Deploying the guidance in other regions may lead to errors or inconsistent behavior.

Deployment Steps

These are the deployment steps for this guidance. As SageMaker Unified Studio doesn't have yet public APIs most of the configuration needs to be in the console, refer to administrator section for more details.

  1. Deploy the CloudFormation template you can find on under deployment folder of this guidance.. Remember to deploy only using CloudFormation in any of the supported regions mentioned above. You can leave the availabilityZones parameter empty (default) or choose the AZs across which you want the VPC resources to span across.
  2. Manually execute the steps you can find under administrator section.
  3. Manually execute the steps you can find under Data Engineer section.
  4. Manually execute the steps you can find under ML Engineer section.

Running the Guidance

As mentioned earlier in this guidance we are showcasing a typical collaboration scenario where, a Data Engineer (John) who will be collaborating with a ML engineer (July) to create a ML model to forecast sales.

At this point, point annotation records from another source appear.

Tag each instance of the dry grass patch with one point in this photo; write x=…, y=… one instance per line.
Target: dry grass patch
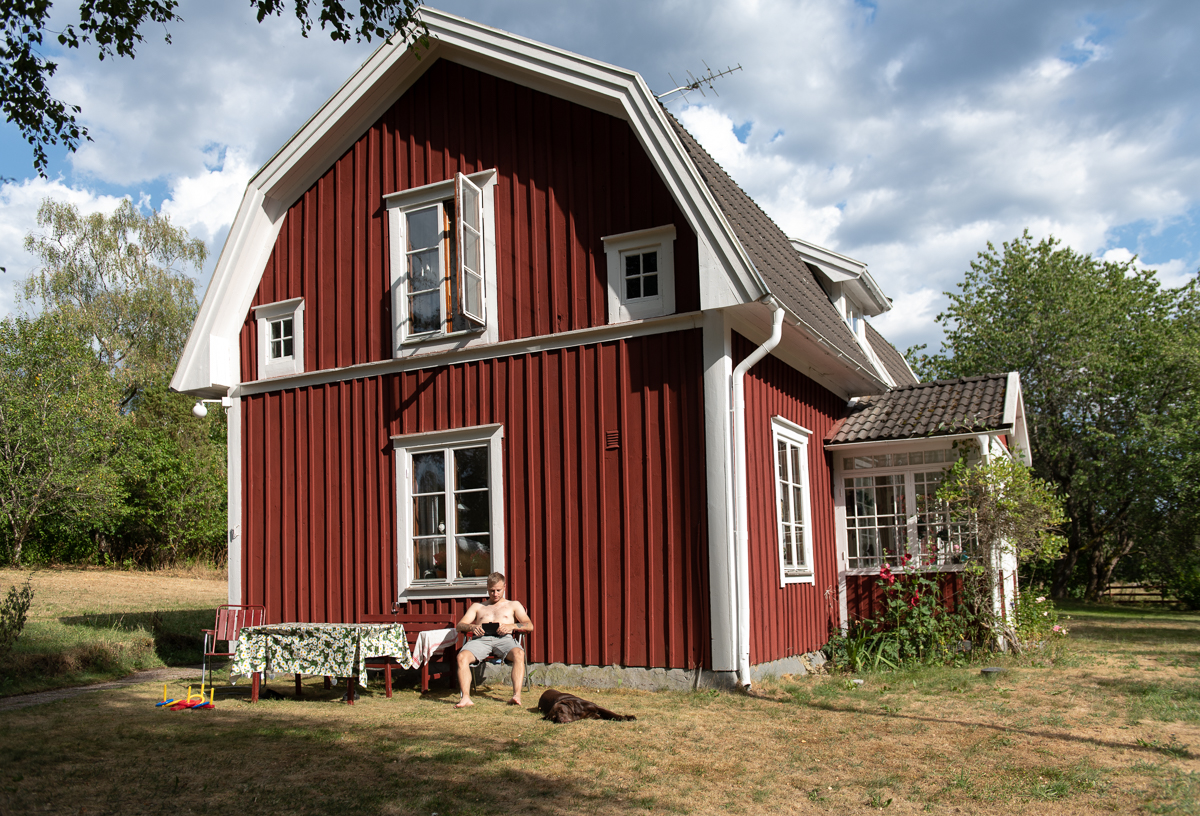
x=93, y=625
x=1105, y=726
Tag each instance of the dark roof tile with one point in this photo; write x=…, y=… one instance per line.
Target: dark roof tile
x=779, y=264
x=925, y=409
x=892, y=359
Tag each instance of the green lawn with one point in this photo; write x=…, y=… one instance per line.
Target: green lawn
x=1109, y=724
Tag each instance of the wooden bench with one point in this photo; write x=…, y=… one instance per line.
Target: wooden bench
x=439, y=664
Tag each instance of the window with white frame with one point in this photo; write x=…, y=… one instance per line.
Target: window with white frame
x=443, y=262
x=792, y=503
x=892, y=511
x=641, y=274
x=450, y=515
x=280, y=337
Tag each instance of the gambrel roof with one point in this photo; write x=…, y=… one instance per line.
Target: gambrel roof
x=780, y=265
x=747, y=258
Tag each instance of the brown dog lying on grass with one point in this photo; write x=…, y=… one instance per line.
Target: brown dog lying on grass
x=562, y=707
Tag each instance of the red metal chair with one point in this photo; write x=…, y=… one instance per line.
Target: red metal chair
x=441, y=664
x=229, y=621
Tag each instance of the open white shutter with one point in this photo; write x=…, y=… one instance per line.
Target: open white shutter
x=469, y=204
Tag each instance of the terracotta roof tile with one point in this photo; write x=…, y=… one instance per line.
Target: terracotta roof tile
x=927, y=409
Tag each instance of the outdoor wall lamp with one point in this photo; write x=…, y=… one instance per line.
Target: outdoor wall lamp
x=202, y=412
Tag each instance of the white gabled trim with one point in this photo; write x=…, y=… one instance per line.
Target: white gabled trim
x=378, y=83
x=233, y=486
x=474, y=353
x=1014, y=418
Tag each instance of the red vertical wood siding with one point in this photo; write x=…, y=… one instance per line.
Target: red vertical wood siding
x=864, y=595
x=607, y=547
x=796, y=618
x=568, y=175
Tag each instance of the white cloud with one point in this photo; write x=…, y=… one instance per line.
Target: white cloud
x=207, y=203
x=1173, y=274
x=904, y=135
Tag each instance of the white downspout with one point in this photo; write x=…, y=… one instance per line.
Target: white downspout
x=741, y=503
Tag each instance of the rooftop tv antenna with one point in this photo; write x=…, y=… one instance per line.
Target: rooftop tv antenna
x=697, y=83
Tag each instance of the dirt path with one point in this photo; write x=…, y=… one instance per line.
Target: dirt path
x=154, y=675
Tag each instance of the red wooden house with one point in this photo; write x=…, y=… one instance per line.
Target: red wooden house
x=493, y=309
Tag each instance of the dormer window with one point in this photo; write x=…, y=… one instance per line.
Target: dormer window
x=641, y=274
x=443, y=263
x=280, y=337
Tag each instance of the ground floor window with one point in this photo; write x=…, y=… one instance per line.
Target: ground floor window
x=792, y=503
x=892, y=511
x=450, y=514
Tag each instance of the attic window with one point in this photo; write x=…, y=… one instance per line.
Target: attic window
x=443, y=262
x=280, y=337
x=641, y=274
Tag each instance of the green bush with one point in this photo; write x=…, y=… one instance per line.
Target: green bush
x=13, y=613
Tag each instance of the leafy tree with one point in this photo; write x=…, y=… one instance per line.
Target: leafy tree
x=173, y=468
x=117, y=28
x=1110, y=370
x=58, y=429
x=118, y=280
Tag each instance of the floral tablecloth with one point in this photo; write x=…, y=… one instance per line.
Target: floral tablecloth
x=337, y=649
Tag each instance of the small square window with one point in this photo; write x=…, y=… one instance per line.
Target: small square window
x=280, y=339
x=641, y=274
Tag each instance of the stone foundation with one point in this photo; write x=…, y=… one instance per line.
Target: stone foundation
x=649, y=679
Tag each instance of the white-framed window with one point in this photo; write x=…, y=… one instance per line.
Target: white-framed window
x=641, y=274
x=892, y=511
x=280, y=337
x=443, y=263
x=450, y=511
x=792, y=503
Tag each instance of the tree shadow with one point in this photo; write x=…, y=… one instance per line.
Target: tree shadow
x=177, y=633
x=115, y=753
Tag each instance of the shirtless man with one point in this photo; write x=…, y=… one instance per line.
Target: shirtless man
x=510, y=617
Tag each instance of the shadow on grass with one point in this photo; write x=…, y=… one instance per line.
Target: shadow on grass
x=117, y=754
x=177, y=633
x=1105, y=633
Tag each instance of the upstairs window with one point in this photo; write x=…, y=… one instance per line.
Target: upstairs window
x=641, y=274
x=450, y=516
x=443, y=258
x=280, y=337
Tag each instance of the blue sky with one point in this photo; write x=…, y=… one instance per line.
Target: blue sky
x=906, y=135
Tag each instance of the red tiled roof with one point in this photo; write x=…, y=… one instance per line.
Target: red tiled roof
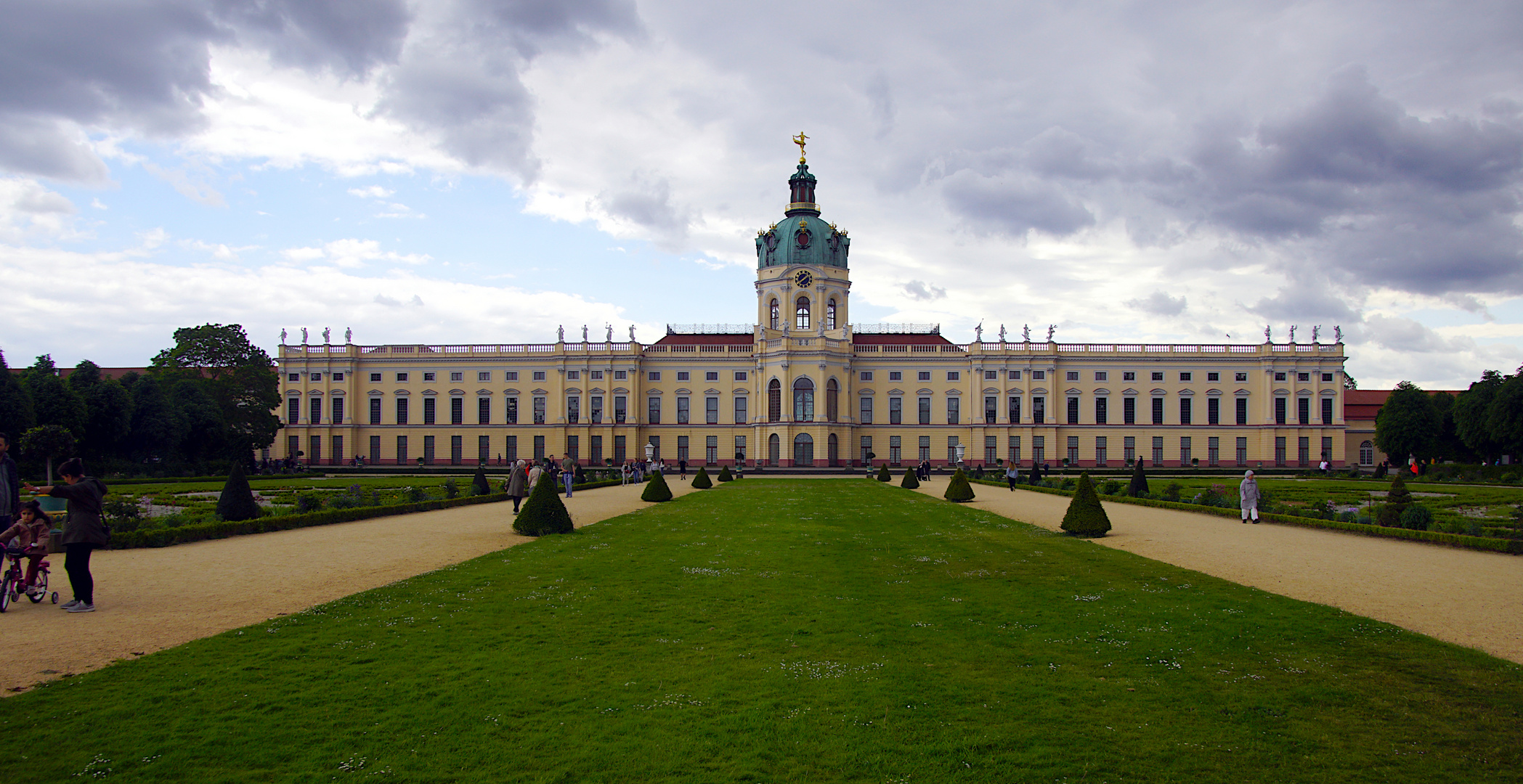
x=707, y=340
x=923, y=338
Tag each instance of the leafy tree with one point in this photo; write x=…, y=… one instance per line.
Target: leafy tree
x=48, y=441
x=657, y=489
x=1408, y=424
x=237, y=501
x=1085, y=515
x=237, y=375
x=544, y=512
x=959, y=489
x=16, y=404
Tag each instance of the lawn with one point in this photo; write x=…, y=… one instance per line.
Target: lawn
x=791, y=631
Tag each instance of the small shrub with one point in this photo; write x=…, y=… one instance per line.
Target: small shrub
x=959, y=489
x=544, y=512
x=1085, y=515
x=657, y=489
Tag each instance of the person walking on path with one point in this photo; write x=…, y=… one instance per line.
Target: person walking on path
x=84, y=530
x=9, y=484
x=1248, y=497
x=519, y=484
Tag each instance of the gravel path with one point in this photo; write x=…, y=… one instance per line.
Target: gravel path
x=1459, y=596
x=154, y=599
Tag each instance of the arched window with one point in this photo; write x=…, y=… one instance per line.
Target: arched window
x=803, y=399
x=803, y=449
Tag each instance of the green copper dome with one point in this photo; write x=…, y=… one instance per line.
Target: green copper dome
x=802, y=237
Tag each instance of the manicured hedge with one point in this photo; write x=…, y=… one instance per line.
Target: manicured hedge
x=284, y=523
x=1438, y=538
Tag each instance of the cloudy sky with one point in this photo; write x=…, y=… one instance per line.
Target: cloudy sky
x=482, y=171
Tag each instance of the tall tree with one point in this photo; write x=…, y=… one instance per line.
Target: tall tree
x=238, y=377
x=1408, y=424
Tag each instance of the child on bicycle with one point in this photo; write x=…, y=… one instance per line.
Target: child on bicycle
x=31, y=531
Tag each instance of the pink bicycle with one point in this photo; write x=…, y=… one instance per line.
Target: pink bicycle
x=12, y=585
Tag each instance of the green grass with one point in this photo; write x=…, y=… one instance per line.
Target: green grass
x=791, y=631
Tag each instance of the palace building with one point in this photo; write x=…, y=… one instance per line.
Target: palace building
x=802, y=385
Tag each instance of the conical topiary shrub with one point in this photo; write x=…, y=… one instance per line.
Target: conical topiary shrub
x=237, y=501
x=959, y=489
x=657, y=489
x=1138, y=486
x=1085, y=515
x=544, y=512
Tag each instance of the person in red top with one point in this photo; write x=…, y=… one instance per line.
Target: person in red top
x=31, y=534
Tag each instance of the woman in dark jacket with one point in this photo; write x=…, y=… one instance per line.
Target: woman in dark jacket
x=84, y=530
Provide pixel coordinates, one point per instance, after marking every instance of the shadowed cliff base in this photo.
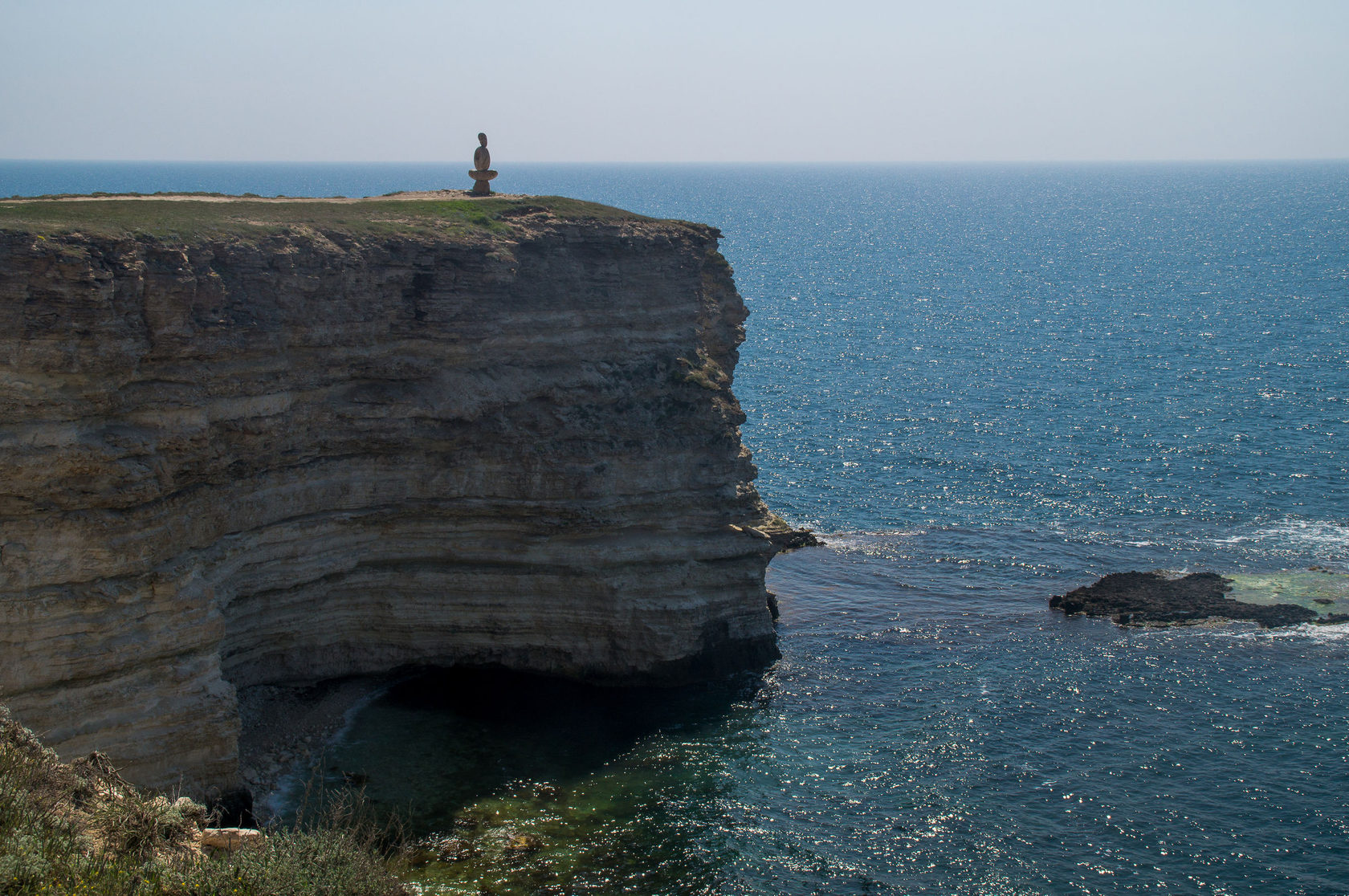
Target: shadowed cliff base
(273, 443)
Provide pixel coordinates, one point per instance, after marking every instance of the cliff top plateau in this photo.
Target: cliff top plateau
(192, 216)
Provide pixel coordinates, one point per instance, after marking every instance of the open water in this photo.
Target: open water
(984, 385)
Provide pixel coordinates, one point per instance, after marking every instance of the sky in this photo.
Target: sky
(674, 80)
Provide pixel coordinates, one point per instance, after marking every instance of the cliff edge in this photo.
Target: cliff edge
(250, 442)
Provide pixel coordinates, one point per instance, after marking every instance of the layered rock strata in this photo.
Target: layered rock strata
(295, 452)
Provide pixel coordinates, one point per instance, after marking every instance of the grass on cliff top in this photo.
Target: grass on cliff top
(212, 215)
(77, 828)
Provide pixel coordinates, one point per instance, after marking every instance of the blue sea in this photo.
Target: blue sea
(982, 385)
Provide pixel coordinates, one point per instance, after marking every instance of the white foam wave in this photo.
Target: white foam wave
(1337, 633)
(1325, 539)
(1309, 535)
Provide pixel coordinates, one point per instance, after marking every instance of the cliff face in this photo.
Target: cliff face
(309, 451)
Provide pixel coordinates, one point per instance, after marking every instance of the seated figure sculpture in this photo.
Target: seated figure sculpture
(482, 172)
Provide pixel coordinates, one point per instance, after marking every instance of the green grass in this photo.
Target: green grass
(79, 829)
(253, 218)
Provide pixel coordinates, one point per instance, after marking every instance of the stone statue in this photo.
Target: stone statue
(482, 172)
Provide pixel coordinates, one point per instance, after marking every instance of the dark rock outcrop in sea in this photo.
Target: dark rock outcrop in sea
(254, 443)
(1156, 598)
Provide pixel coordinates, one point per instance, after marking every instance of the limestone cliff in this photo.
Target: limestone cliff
(259, 442)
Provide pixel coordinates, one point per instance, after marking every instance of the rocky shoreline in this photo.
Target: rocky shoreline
(1159, 598)
(287, 729)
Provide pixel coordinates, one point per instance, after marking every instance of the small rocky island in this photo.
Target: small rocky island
(1158, 598)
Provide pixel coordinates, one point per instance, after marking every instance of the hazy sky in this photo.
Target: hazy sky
(678, 80)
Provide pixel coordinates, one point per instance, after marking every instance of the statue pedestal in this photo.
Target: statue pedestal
(480, 186)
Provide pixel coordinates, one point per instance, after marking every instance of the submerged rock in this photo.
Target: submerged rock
(1156, 598)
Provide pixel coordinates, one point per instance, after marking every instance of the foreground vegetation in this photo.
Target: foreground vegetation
(81, 829)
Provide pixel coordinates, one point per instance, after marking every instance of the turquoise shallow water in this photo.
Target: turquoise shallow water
(985, 385)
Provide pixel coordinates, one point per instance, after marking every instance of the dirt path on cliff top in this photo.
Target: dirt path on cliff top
(218, 198)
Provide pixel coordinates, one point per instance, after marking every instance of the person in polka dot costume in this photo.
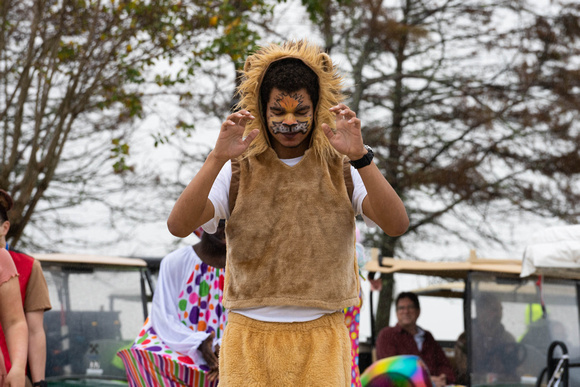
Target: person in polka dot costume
(187, 317)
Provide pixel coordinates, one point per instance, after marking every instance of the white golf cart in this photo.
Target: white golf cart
(99, 304)
(540, 303)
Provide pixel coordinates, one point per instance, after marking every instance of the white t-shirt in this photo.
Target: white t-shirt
(219, 196)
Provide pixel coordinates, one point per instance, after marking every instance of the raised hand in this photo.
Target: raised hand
(231, 142)
(347, 139)
(206, 349)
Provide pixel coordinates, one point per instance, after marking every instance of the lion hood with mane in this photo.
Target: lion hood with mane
(330, 85)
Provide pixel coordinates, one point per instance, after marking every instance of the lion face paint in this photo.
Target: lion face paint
(290, 117)
(289, 112)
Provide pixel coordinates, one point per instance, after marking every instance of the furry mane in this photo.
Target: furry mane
(330, 83)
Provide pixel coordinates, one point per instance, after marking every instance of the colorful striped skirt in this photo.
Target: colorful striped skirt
(149, 369)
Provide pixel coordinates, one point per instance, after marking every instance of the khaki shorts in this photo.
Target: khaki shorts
(313, 353)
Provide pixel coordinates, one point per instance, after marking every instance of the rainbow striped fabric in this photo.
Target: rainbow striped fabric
(149, 369)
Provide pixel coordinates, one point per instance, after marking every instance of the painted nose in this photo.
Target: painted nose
(290, 120)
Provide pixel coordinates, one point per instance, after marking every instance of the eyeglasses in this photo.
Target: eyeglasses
(407, 307)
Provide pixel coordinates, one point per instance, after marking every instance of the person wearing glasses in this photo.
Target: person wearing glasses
(407, 338)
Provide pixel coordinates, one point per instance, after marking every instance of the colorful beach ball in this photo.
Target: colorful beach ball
(397, 371)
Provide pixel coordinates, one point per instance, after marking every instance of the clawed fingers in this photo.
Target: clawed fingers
(240, 118)
(343, 112)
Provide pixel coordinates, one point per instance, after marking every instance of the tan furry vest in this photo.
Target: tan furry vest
(291, 236)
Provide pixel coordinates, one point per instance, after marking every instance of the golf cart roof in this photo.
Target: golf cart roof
(554, 251)
(91, 260)
(453, 270)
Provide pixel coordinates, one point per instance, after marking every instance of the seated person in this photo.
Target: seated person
(187, 319)
(407, 338)
(494, 350)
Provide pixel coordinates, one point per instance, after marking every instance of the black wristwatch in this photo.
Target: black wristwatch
(365, 160)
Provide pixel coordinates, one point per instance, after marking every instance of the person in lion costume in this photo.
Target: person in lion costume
(289, 172)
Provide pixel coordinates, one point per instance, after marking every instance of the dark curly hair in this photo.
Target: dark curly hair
(6, 204)
(289, 75)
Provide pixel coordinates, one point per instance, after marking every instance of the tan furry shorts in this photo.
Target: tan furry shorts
(313, 353)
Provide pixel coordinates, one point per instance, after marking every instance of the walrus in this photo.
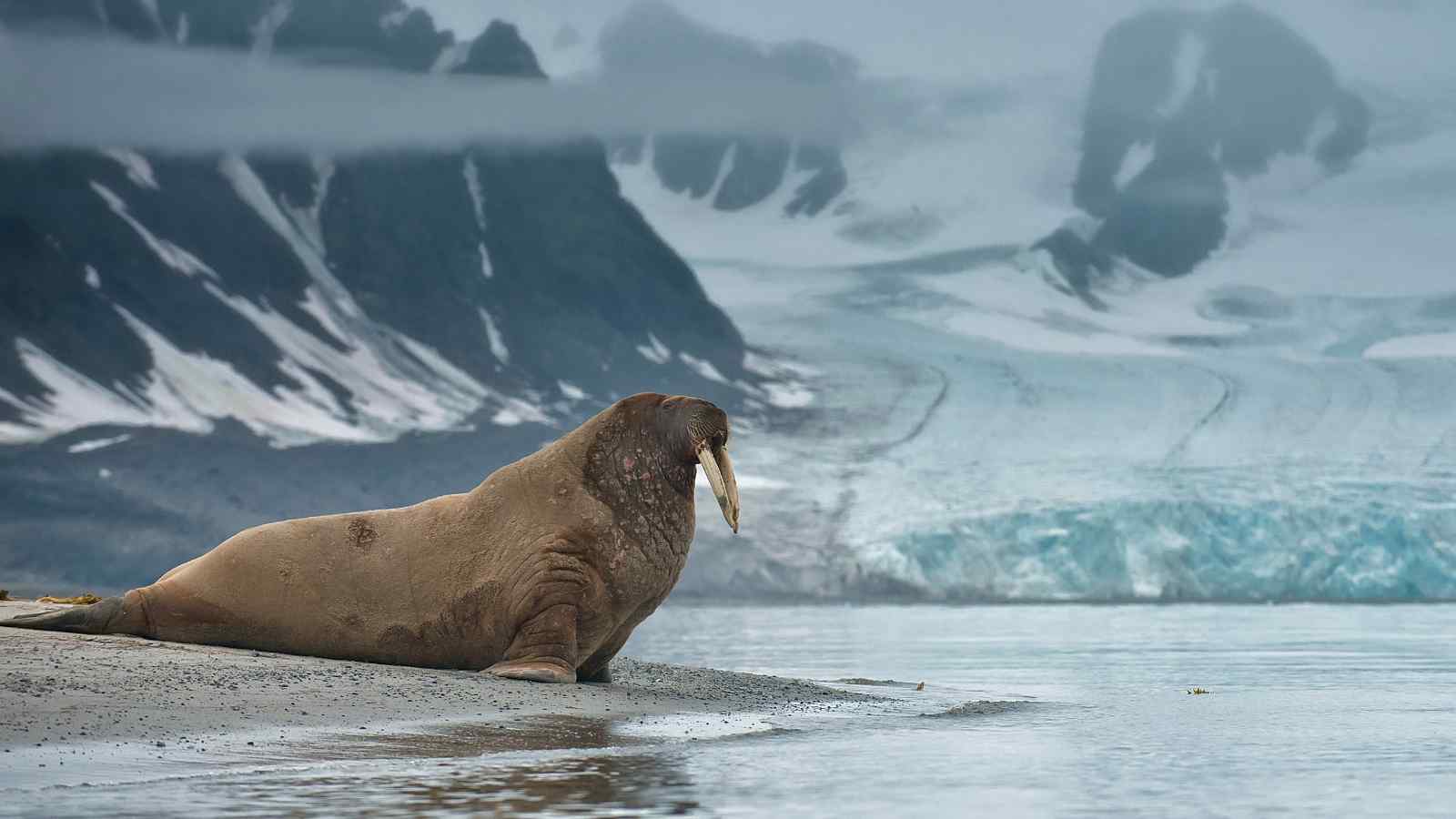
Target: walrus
(539, 573)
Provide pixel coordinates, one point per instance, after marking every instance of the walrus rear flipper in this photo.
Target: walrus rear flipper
(82, 620)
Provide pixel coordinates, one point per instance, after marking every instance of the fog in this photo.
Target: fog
(92, 92)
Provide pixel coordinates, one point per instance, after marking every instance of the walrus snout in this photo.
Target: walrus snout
(718, 468)
(705, 428)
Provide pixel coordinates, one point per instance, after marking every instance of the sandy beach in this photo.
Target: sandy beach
(104, 709)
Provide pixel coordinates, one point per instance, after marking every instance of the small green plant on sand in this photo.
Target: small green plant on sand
(85, 599)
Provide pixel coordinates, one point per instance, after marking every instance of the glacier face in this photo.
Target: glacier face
(1273, 426)
(941, 462)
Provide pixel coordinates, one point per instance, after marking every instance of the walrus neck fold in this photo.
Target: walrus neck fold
(638, 475)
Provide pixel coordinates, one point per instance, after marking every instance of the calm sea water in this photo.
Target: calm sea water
(1081, 710)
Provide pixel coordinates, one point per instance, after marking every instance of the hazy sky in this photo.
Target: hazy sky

For this John will need to transform, load and clean three different csv formatted data-files that were provided by the store management department containing sales data about each of the stores along with the promotions applied to those sales.

Then this resulting dataset will be used by July to build and train a model to forecast sales. And made it available for inference via a SageMaker inference endpoint.

These two users will be collaborating using Amazon SageMaker Unified Studio Portal, which provides a unified working environment allowing them to perform the tasks they need within a unified console experience.

At the moment of launch SageMaker Unified Studio doesn't have API, SDK or Cloudformation support so all the remaining steps of this guidance will be done from the console, once API support is added we will update the guidance to reflect it.

Administrator

Although it is not present on the guidance architectural diagrams the SageMaker Unified Studio domains (organizing entity created in SageMaker Unified Studio to group projects) need to be created by an administrator user.

This user will be responsible to provision the resources needed by SageMaker Unified Studio to initialize a domain that then can be used by the end users (or Data and ML engineers in this guidance).

For this task the Administrator user must (at least) have access to both the DataZone and SageMaker Unified Studio consoles in AWS, refer to the public documentation of these services to learn more about the IAM permissions needed for this user.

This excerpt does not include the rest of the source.